Note: we don’t think that a pass is “bad”; it’s just a naming convention to call the type you want to count “good” and the other “bad”.

unique_els, counts_els = np.unique(np.array( simulations_fast ), return_counts=True)
np.array((unique_els, counts_els/10000))
array([[0.  , 1.  , 2.  , 3.  ],
       [0.03, 0.34, 0.52, 0.11]])

You might have asked yourself already - since the hypergeometric is so popular, why not provide the exact distribution of the possible values. In fact, these are available, and we show how to calculate them below.

from scipy.stats import hypergeom

x = np.arange(0, 4)
hypergeom.pmf(x, 7, 4, 3)
array([0.03, 0.34, 0.51, 0.11])

Perhaps the two most common chance processes are those that arise from counting the number of 1s drawn from a 0-1 urn: drawing without replacement is the hypergeometric and drawing with replacement is the binomial.

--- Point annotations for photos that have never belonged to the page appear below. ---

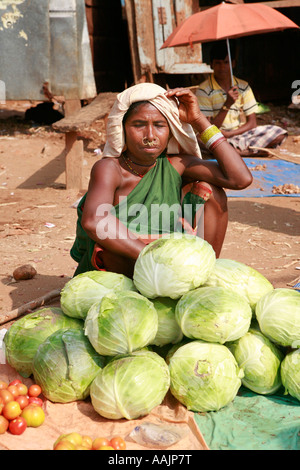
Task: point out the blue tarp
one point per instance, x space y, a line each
253 422
274 173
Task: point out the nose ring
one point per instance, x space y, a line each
150 143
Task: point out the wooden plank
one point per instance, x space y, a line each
97 109
74 161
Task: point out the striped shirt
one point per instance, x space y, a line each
211 97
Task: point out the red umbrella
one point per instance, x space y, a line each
226 21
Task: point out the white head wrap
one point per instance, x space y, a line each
183 134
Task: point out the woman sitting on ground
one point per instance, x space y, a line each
151 163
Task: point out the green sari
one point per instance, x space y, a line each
154 207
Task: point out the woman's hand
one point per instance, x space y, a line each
189 110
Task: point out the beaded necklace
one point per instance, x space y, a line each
132 169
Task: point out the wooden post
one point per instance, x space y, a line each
73 150
74 161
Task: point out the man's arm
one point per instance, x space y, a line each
230 171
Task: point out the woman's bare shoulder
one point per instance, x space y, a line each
108 166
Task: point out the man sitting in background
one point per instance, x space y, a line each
232 107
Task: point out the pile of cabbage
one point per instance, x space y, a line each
187 323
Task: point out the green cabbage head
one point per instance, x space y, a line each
290 373
241 278
204 376
214 314
130 386
121 323
173 265
278 315
25 335
260 360
65 365
168 330
79 294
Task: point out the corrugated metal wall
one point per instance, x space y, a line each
45 42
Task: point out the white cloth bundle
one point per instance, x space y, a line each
183 134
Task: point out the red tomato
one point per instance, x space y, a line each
23 401
3 385
15 382
11 410
34 415
13 390
1 405
3 424
100 442
6 395
118 443
35 401
17 425
22 389
64 444
34 390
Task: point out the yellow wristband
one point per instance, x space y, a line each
208 133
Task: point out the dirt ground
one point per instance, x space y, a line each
38 218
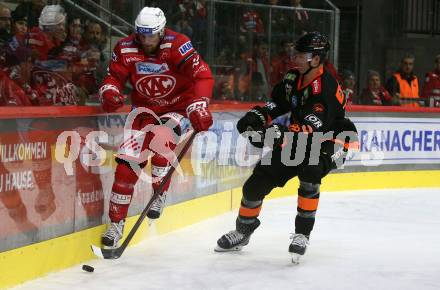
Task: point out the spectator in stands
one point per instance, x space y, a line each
282 62
94 36
404 84
251 20
5 25
299 19
183 26
375 93
281 27
32 9
18 61
349 86
431 86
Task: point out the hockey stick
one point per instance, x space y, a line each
117 252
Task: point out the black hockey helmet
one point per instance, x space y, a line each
313 42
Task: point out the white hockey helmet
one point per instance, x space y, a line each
51 16
150 21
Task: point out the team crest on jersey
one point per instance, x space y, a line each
148 68
185 48
156 86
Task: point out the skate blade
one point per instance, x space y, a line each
234 249
295 258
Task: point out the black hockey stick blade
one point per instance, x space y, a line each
114 253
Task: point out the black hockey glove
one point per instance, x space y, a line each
254 120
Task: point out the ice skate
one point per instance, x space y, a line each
113 234
298 247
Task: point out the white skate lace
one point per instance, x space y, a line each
299 240
158 203
234 237
115 230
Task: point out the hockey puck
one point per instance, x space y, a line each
88 268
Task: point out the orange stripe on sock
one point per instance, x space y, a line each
308 203
249 212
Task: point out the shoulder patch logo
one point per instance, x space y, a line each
290 77
185 48
165 45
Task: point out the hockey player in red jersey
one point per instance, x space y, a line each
317 106
169 78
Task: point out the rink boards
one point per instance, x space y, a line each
206 189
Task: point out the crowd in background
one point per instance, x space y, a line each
50 57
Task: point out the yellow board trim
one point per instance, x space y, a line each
33 261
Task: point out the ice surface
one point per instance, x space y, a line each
387 239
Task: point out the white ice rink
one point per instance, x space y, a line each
384 239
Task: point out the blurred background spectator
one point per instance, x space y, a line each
404 84
5 24
282 62
375 93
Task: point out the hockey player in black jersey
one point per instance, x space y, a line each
317 107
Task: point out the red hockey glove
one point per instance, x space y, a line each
199 115
111 98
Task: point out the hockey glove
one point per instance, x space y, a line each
254 120
111 98
199 115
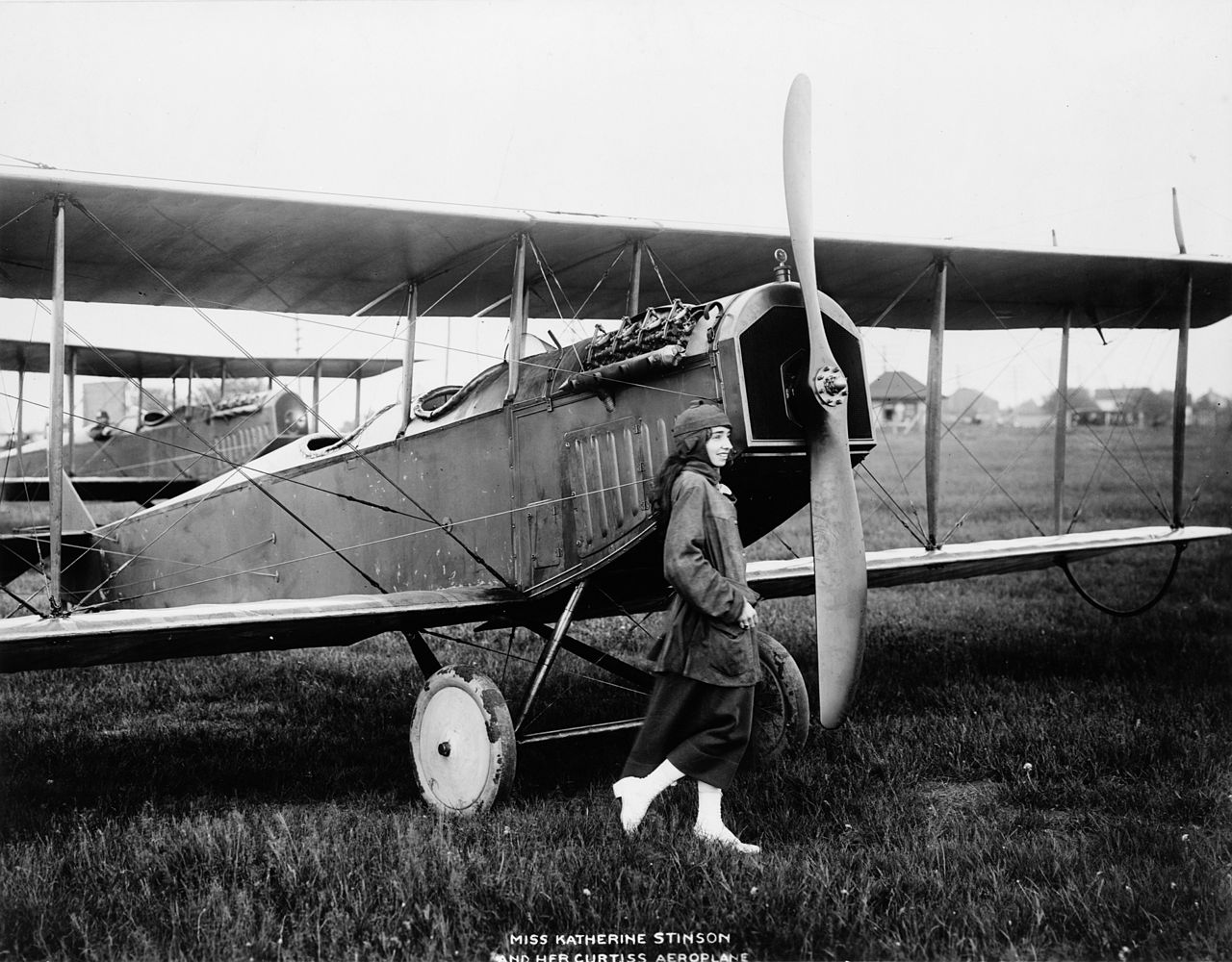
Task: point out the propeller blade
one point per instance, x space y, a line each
840 580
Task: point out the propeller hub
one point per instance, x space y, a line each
830 386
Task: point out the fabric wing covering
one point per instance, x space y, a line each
329 254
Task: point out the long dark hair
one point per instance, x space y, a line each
689 447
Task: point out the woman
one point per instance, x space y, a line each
700 716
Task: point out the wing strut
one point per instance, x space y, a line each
408 361
634 280
56 418
1178 407
516 317
933 404
70 405
1063 418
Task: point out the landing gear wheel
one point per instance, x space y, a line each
780 707
462 742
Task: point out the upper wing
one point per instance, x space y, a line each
32 357
331 254
916 566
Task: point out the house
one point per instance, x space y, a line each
1213 411
1033 416
967 405
898 402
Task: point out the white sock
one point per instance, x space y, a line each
709 821
637 794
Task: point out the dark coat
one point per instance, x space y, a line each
704 561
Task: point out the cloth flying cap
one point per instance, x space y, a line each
698 417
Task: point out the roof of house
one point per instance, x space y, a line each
896 386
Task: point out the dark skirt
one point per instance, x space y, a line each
703 729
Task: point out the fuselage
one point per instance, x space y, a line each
532 492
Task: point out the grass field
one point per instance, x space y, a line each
1021 777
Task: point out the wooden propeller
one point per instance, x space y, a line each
840 579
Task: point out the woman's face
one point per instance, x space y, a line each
718 446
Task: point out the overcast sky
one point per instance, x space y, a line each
982 122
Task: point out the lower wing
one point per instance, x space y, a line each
918 566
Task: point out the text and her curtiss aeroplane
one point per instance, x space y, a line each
523 497
167 448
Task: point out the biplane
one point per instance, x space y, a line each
524 496
166 448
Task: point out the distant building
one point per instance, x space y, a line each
1032 414
1211 411
967 405
898 402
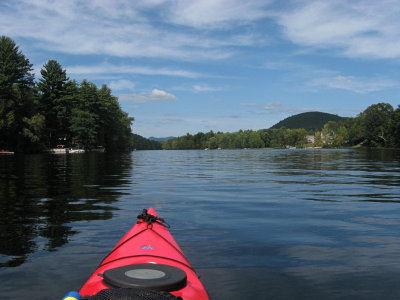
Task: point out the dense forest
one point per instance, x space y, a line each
313 120
377 126
54 110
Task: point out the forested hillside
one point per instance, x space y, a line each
55 109
377 126
309 121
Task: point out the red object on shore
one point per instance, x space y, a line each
5 152
147 257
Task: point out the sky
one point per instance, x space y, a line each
193 66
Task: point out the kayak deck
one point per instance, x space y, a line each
147 242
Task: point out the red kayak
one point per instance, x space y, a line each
146 262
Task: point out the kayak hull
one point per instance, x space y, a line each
147 244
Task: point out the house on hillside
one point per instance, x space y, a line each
310 139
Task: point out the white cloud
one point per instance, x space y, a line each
124 29
275 108
357 29
154 95
216 13
106 68
351 83
121 84
204 88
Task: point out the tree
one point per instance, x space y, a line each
378 124
83 128
52 90
396 127
16 82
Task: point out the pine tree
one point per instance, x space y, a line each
16 82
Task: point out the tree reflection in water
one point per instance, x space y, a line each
42 195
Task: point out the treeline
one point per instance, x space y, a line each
377 126
55 110
141 143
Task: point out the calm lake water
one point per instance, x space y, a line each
255 224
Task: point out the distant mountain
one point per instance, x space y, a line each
310 121
161 139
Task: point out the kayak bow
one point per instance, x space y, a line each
148 259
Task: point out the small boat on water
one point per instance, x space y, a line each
5 152
147 263
75 150
59 150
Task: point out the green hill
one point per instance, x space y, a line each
310 121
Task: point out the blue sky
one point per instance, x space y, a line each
182 67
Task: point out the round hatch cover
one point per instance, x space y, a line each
150 276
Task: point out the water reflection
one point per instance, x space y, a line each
40 195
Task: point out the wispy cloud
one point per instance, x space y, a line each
126 28
107 68
357 29
275 108
217 13
352 83
121 84
154 95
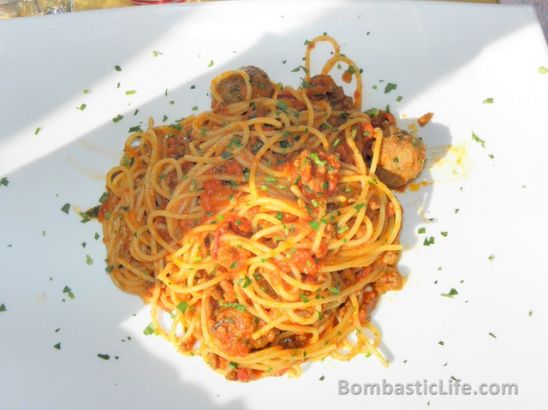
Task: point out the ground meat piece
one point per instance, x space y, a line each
232 89
316 173
401 159
232 329
390 280
294 342
381 119
323 87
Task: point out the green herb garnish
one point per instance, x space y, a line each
390 87
66 208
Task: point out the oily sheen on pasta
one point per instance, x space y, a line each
259 232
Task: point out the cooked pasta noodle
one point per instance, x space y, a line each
258 232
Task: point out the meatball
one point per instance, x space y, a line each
232 88
323 87
401 159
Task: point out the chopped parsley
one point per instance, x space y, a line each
182 307
390 87
66 208
478 139
452 292
68 292
428 241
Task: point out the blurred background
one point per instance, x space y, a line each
23 8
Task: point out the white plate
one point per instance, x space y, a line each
444 58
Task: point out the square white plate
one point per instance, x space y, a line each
445 58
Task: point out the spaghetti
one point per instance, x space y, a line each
258 232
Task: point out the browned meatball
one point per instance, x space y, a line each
402 157
232 89
322 87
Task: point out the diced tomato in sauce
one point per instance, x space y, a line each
304 261
232 329
216 195
107 206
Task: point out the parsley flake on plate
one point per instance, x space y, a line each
66 208
451 293
390 87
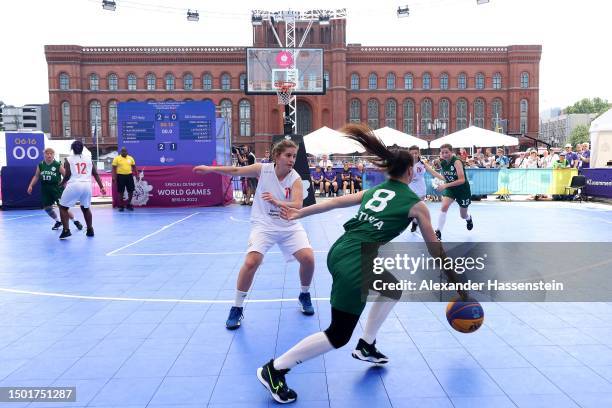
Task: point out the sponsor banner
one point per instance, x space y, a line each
598 182
488 271
177 186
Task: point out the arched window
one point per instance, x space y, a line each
426 81
151 82
94 82
169 82
113 82
444 114
64 82
207 82
524 80
66 130
480 80
462 81
131 82
112 118
496 113
408 116
373 114
497 80
461 114
391 113
355 111
188 82
408 82
426 114
444 81
479 112
373 81
95 118
354 81
524 115
245 117
226 84
226 109
390 80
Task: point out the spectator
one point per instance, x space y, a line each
585 156
562 163
347 179
331 185
124 170
325 162
570 156
318 181
532 161
502 161
266 158
358 177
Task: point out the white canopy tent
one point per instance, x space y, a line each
475 136
326 140
601 140
391 137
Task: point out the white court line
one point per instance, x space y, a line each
151 234
22 216
202 253
124 299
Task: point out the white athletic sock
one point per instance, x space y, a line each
310 347
441 220
377 316
239 299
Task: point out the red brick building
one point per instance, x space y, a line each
407 88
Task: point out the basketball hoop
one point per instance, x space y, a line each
284 90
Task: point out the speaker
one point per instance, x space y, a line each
301 164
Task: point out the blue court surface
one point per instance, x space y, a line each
135 317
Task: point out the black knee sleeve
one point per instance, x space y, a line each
341 327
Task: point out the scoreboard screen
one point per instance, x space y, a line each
168 133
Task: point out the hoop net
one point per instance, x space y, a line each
284 90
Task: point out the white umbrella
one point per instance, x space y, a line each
475 136
326 140
391 137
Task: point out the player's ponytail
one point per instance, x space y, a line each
394 161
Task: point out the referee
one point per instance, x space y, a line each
124 167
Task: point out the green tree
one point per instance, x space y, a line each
580 134
595 105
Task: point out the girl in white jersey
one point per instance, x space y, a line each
418 180
77 180
278 183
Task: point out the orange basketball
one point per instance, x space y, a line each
465 317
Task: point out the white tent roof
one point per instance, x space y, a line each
475 136
326 140
391 137
602 123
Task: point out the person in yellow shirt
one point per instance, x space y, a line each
124 168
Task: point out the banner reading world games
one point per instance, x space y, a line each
168 133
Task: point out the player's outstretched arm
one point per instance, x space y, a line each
434 246
253 170
337 202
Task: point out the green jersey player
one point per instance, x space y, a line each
455 187
50 173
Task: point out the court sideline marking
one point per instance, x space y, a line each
165 227
128 299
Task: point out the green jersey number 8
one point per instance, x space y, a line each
379 200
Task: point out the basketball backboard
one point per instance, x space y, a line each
268 66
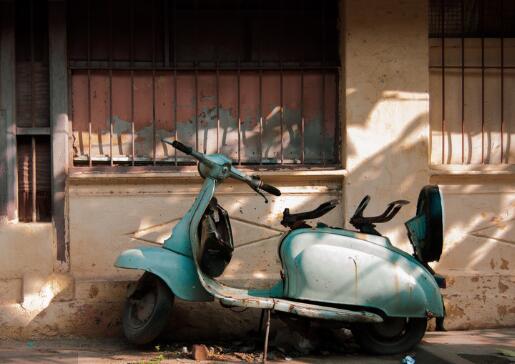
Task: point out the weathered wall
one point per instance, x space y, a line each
385 113
387 108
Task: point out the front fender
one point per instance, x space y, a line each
176 270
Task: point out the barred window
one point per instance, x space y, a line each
32 111
256 80
472 81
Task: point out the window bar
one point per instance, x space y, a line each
217 109
322 126
153 82
502 82
443 77
462 81
131 60
90 159
260 92
196 112
166 32
195 66
238 86
32 116
482 20
303 14
110 82
174 49
338 139
217 53
281 39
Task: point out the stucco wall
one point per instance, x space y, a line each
385 106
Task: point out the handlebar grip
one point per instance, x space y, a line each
270 189
183 148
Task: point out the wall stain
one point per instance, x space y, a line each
502 287
93 291
505 264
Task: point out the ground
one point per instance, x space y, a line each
478 347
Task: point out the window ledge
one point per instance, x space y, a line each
81 175
472 170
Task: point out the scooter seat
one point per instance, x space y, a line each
297 220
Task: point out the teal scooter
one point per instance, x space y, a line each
357 279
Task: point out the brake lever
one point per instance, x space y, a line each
261 193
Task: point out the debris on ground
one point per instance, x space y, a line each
199 352
408 359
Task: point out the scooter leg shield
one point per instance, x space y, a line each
176 270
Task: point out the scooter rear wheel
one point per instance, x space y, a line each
394 335
147 310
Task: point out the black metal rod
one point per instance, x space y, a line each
482 20
443 79
153 83
462 81
131 56
32 111
502 83
174 50
110 83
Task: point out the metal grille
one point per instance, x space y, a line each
32 111
472 81
256 80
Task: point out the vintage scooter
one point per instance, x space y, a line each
355 278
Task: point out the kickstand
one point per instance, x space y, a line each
260 328
267 332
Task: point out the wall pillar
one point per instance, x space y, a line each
59 120
386 106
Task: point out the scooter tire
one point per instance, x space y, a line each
371 339
141 332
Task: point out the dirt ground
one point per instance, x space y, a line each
461 347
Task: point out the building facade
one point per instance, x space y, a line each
330 99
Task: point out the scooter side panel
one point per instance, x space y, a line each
177 271
324 266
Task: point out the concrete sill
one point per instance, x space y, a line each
472 170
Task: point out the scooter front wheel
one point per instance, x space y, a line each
393 336
147 310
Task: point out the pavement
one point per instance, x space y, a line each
495 346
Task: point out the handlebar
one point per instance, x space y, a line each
183 148
254 182
270 189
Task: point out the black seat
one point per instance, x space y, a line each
294 221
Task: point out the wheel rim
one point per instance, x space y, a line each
142 307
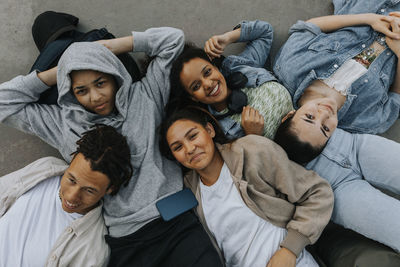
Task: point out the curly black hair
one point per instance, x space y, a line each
108 152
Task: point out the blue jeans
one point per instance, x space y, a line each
353 164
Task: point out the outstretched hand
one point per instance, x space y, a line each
215 46
118 45
282 258
252 121
394 20
383 24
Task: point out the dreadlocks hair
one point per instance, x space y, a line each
108 152
195 114
299 151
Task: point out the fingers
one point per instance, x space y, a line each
395 14
393 27
213 48
252 121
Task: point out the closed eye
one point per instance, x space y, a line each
100 83
80 91
193 136
90 191
196 87
176 148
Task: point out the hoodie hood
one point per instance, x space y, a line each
90 56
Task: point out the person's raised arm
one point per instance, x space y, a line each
118 45
257 34
163 44
18 107
311 195
215 46
394 45
336 22
49 77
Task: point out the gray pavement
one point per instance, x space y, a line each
199 20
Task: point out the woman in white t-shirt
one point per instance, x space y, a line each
258 207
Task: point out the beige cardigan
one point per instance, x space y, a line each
80 244
275 188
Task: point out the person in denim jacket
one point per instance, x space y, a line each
194 76
353 164
369 101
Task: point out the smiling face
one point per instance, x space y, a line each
205 83
81 188
315 121
94 90
192 144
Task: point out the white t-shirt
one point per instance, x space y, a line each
32 225
244 238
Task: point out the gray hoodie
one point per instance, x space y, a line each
140 110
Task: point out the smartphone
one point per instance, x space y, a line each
176 204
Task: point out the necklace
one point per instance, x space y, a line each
367 56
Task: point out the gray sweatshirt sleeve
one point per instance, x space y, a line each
165 44
19 110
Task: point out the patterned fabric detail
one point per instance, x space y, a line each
272 100
368 56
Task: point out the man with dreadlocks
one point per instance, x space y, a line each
50 213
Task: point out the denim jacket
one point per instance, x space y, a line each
250 62
338 161
310 54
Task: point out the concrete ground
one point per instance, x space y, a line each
199 19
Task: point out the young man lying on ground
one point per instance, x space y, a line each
51 213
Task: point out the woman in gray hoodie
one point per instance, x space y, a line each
94 87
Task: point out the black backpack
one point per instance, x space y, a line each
53 32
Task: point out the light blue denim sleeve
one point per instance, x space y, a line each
390 111
342 7
259 35
303 26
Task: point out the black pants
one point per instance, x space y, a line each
179 242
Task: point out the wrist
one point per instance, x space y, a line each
233 36
124 45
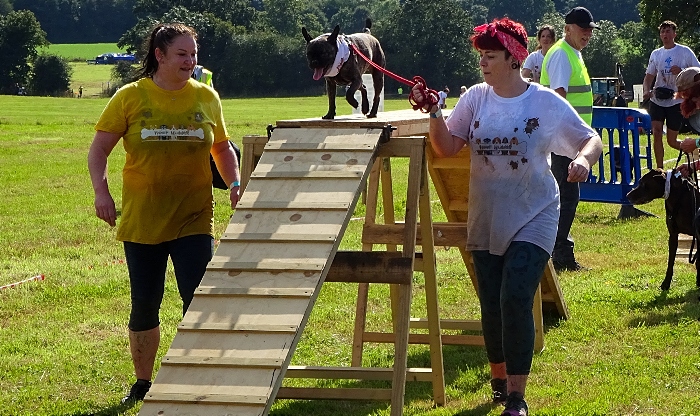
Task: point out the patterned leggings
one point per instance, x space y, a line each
507 286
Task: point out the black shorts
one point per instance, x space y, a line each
671 115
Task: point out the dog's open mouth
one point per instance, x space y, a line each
318 73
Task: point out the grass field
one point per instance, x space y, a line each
628 349
81 52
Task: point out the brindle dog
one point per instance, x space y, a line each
681 206
321 55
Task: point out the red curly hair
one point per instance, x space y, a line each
485 41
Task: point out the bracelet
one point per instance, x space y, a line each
437 114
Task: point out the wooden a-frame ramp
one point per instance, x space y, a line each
234 345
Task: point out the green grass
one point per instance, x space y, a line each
82 51
627 348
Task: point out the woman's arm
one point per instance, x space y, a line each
588 155
228 166
102 145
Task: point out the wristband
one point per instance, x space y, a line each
437 114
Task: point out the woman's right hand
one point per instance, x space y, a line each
105 209
688 145
417 92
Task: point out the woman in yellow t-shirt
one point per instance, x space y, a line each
169 124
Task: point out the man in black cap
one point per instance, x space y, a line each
563 70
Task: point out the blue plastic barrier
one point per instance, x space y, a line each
603 183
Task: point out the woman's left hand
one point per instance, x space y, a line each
578 170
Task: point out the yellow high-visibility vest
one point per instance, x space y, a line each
579 93
203 75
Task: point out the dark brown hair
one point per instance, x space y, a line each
542 29
162 36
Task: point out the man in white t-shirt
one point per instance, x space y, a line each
665 64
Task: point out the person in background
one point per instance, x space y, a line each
442 97
169 124
665 63
620 100
564 71
688 84
513 196
532 68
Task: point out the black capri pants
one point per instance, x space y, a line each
147 264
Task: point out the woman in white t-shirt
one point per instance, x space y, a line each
511 127
532 68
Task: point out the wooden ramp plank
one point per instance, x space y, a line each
240 331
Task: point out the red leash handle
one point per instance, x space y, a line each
430 97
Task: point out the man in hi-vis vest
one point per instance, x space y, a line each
563 70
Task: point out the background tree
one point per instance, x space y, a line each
20 36
5 7
430 39
51 75
527 12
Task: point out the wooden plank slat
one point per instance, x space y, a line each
233 362
355 373
264 265
296 237
311 147
388 338
234 327
253 292
301 393
371 266
248 205
316 174
229 399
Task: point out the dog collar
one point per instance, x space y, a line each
667 188
340 57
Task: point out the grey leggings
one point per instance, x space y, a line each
507 286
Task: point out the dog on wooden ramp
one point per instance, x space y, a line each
682 199
331 56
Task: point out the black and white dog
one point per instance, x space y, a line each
331 57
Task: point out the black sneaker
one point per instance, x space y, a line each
515 405
571 266
499 388
138 392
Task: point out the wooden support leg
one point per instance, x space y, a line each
539 321
398 386
431 292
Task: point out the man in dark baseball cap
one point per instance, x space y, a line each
580 16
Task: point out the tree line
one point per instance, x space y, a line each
255 47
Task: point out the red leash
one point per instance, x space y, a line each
430 97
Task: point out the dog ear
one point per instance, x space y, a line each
334 35
306 34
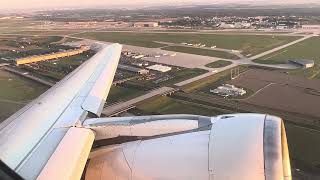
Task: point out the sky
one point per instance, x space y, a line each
18 4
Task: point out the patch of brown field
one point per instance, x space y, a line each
288 93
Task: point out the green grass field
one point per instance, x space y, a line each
218 64
203 52
210 81
166 105
119 93
15 92
249 44
308 49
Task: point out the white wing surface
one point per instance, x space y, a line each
30 136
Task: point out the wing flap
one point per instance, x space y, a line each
60 106
102 79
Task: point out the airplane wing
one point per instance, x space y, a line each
60 136
30 136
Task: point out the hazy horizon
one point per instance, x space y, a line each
33 4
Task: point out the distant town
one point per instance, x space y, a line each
204 60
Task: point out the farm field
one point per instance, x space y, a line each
119 93
248 44
16 92
203 52
308 49
167 105
281 91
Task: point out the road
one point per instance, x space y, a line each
109 110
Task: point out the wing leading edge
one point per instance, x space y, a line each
29 137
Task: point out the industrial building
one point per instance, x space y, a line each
304 63
133 69
160 68
37 58
227 90
146 24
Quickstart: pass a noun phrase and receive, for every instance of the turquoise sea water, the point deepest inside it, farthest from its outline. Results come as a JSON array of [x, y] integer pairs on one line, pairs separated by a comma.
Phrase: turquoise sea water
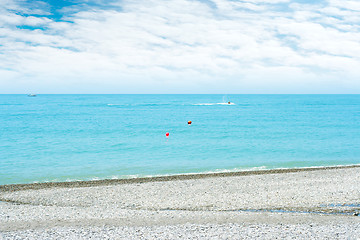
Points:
[[83, 137]]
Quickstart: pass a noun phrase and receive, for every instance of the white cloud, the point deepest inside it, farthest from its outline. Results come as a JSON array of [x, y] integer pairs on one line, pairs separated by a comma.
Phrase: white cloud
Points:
[[161, 46]]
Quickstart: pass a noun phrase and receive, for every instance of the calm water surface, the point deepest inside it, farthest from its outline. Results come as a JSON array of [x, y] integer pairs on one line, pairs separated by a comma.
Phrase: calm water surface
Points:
[[82, 137]]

Whenever possible, it’s a good idea to use the functionality provided in a third party package for simulating from a named distribution, rather than writing your own function, such as the random number generators offered in numpy. It’s best to take advanatge of efficient and accurate code that others have devloped.

While this simulation was simple, so simple that we could have used hypergeom.pmf to complete our distribution, we wanted to demonstrate the intuition that a simulation study can reveal. The approach we take in this book is to develop understanding about chance processes based on simulation studies. However, we do formalize the notion of a probability distribution of a statistic (like the proportion of fails in a sample) in Chapter 16.

Now that we have simulation as a tool for understanding accuracy, we can revisit the election example from Chapter 2 and carry out a post-election study of what might have gone wrong with the voter polls. This simulation study imitates drawing more than a thousand marbles (voters who participate in the poll) from an urn of six million. We can examine potential sources of bias and the variation in the polling results, and carry out a what-if analysis, where we examine how the predictions might have gone if even a larger number of draws from the urn were taken.